ABSTRACT
Upon migrating, gender ideologies, performances, and relationships are transformed. However, little work has examined how information and communication technologies facilitate this transformation for immigrant women. In this article, drawing on observations of a Somali women created and led phone line and interviews with founders, moderators, and participants on this space, I consider how Somali immigrant women utilise virtuality to create a unique diasporic space in which they learn and practice the new identity of ‘immigrant woman’, distinct from the womanhood of their homeland or hostland. I argue that the reconfiguration of their womanhood post-migration is actively developed and negotiated communally through innovative community building and highlight how women specifically benefit from the scale and scope of a decentralised and virtual diaspora. Focusing on the domain of motherhood, I show how virtual space allows for a communal learning and negotiation of arising tensions. These findings illuminate the process underlying gendered immigrant integration.
Acknowledgements
I thank Tomás Jiménez, Shelley Correll, and members of various workshops and conferences for their helpful feedback. I also am immensely grateful to the participants of this project for their time and generosity.
Disclosure statement
No potential conflict of interest was reported by the author(s).
Notes
1 I observed a few other phone conferences that I received from interviewees to determine if there were significant differences. Some were focused on particular topics (e.g. religion or politics), but most were generalist like this one and similarly composed of all women. I focus all analyses on one phone conference, Somali Women’s Space (SWS).
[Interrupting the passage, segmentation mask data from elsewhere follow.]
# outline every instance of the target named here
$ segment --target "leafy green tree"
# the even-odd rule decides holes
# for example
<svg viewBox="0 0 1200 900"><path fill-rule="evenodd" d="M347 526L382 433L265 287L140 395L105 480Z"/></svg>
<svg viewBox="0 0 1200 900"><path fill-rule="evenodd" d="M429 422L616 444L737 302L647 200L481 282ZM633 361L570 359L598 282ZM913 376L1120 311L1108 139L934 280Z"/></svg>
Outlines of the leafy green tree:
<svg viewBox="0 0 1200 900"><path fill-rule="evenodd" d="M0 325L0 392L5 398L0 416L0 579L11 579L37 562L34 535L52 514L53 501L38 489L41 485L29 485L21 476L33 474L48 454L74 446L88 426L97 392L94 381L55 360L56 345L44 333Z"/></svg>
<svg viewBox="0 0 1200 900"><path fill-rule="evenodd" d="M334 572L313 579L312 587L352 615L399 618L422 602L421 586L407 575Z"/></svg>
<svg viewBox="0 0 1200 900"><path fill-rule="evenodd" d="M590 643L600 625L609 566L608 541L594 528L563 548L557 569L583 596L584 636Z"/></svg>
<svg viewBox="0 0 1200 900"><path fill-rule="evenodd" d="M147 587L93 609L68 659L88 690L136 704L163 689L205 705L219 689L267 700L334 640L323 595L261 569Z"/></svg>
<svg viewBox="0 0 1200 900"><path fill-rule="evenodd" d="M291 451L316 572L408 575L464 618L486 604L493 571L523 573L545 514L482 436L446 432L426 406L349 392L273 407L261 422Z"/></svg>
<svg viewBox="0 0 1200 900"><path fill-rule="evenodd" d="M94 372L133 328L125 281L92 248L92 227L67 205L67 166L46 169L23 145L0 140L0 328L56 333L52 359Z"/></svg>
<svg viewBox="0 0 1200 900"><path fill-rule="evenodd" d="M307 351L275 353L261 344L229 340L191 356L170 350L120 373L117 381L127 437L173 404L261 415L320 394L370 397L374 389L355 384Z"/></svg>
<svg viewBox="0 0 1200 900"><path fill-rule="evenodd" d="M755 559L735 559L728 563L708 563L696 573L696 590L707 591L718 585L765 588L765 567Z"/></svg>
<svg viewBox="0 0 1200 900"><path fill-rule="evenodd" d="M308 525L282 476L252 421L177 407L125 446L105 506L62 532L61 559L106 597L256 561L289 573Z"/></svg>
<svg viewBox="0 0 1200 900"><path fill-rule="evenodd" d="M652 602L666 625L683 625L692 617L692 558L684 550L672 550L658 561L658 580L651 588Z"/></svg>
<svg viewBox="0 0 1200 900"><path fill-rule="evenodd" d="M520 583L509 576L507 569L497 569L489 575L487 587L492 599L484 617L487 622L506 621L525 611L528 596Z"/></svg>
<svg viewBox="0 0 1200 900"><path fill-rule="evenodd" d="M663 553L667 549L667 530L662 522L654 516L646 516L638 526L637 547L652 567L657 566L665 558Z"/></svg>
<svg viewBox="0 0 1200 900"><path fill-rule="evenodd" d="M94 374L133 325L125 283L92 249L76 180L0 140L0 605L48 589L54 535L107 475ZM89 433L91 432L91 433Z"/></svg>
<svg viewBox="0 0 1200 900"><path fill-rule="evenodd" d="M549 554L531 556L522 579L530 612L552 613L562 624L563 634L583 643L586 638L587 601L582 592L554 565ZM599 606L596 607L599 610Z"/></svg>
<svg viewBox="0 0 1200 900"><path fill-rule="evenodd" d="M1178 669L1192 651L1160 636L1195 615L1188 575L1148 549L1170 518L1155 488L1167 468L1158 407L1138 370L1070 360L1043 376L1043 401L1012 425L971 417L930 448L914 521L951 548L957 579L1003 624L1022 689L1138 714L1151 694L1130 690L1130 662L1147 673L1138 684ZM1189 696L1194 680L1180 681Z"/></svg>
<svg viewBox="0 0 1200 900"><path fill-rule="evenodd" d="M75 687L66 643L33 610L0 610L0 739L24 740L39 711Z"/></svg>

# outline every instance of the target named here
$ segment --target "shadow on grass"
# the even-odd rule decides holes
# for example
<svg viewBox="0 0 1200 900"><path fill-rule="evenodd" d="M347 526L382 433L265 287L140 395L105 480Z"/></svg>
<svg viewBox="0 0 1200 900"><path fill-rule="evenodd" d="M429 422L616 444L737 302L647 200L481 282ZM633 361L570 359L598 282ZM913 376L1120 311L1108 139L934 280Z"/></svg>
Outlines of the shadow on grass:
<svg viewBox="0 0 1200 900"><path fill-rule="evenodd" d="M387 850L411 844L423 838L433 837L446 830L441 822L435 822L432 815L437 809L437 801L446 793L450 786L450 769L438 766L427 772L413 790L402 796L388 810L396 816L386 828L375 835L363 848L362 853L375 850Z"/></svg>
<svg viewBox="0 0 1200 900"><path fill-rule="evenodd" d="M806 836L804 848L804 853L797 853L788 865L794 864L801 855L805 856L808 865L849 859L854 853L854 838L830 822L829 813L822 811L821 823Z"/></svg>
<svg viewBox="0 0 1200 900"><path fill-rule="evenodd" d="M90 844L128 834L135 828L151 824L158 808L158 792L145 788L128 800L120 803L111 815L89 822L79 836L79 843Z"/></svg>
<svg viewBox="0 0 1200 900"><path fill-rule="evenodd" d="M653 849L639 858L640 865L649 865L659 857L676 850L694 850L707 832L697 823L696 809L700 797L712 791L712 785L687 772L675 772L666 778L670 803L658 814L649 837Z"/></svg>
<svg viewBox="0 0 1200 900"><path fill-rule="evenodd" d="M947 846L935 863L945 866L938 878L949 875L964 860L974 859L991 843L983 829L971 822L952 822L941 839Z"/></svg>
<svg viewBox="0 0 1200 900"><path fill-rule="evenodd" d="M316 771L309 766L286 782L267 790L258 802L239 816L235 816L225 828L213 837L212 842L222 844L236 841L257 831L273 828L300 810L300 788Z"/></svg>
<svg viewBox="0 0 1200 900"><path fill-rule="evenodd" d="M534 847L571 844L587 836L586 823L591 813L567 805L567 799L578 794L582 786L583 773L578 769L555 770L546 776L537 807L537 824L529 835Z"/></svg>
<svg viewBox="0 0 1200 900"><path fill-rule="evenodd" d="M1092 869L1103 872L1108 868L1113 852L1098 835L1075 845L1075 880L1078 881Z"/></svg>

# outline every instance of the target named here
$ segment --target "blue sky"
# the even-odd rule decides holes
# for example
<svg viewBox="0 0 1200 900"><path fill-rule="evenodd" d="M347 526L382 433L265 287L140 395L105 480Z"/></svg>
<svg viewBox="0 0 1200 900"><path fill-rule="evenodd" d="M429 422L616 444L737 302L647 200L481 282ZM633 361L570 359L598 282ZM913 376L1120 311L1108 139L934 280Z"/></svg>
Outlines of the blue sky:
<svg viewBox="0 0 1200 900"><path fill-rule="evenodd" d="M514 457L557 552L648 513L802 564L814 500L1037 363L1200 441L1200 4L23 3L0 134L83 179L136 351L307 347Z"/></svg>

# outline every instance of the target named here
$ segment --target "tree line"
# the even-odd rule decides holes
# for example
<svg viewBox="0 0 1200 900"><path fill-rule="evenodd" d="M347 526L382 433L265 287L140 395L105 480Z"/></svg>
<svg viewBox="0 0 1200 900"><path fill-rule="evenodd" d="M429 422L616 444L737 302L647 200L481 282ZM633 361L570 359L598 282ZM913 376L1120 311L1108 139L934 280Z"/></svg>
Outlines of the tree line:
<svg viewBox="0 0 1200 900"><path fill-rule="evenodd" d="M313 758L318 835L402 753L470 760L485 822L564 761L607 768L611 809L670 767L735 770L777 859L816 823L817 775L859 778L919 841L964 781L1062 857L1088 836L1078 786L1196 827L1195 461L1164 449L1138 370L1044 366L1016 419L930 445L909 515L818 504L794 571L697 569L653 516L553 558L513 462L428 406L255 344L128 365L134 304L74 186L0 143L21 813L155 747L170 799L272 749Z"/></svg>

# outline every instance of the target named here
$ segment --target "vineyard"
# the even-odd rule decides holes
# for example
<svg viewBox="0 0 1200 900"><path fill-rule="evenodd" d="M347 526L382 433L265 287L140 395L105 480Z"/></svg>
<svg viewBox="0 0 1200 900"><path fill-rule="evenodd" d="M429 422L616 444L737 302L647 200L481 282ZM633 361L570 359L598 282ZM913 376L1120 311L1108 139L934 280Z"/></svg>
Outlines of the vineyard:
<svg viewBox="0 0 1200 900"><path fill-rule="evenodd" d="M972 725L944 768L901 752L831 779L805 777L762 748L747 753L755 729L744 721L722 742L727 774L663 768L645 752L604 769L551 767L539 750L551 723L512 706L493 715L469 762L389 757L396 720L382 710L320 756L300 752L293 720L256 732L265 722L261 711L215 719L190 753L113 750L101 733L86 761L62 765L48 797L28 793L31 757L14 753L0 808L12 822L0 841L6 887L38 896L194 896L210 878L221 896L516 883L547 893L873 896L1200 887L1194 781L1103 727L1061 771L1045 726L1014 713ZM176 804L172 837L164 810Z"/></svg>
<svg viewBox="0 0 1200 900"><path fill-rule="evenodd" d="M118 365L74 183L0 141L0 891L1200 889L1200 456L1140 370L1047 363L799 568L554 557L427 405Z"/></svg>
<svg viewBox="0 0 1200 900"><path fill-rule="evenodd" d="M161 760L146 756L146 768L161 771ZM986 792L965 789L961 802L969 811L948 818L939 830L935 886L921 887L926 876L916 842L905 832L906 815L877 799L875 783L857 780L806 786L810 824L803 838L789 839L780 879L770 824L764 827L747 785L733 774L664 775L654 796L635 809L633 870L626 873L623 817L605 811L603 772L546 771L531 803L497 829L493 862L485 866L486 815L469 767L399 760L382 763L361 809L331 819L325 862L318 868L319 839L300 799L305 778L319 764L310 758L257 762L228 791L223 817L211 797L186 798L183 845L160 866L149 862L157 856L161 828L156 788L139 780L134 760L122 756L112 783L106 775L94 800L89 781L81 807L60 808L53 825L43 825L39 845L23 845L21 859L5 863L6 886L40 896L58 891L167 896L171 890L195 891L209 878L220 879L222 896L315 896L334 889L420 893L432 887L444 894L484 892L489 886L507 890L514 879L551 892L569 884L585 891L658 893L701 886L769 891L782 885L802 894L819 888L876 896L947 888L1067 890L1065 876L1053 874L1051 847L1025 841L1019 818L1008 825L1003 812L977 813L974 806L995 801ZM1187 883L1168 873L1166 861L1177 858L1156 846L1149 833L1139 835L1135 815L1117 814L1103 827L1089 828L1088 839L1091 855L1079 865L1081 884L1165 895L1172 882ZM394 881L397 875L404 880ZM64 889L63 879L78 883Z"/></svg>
2 While I cannot be sure of the country makeup of participants as these data are not collected and are only guessed at by the moderators and founders I spoke with, I kept track of changing numbers of participation throughout the day to estimate which regions were most prevalent. The phone line is most active (with around 1500 participants) on weekdays at around 5pm ET, and weekends at around 11am ET, suggesting that these are mostly North American users. There were also spikes of participation (although never reaching the maximum of the other spike) around 11am ET on weekdays, suggesting that European participation was second largest.
3 Plans for observations, interviews, and consent were approved by the Institutional Review Board at Stanford University (under protocol number 57877).
4 I focus on motherhood as a site of tension in the aftermath of migration, but two other domains were especially salient: religion and the role of men. While I do not explore those here in depth, I recognise their importance to the lives of Somali immigrant women (Abdi Citation2014, Citation2015; Kapteijns Citation1995; Liberatore Citation2016). Religious life and practice were a large point of discussion on SWS, and while men were not participants on SWS and I did not directly interview any, their changing roles and expectations post-migration provided a backdrop to many discussions of womanhood on SWS.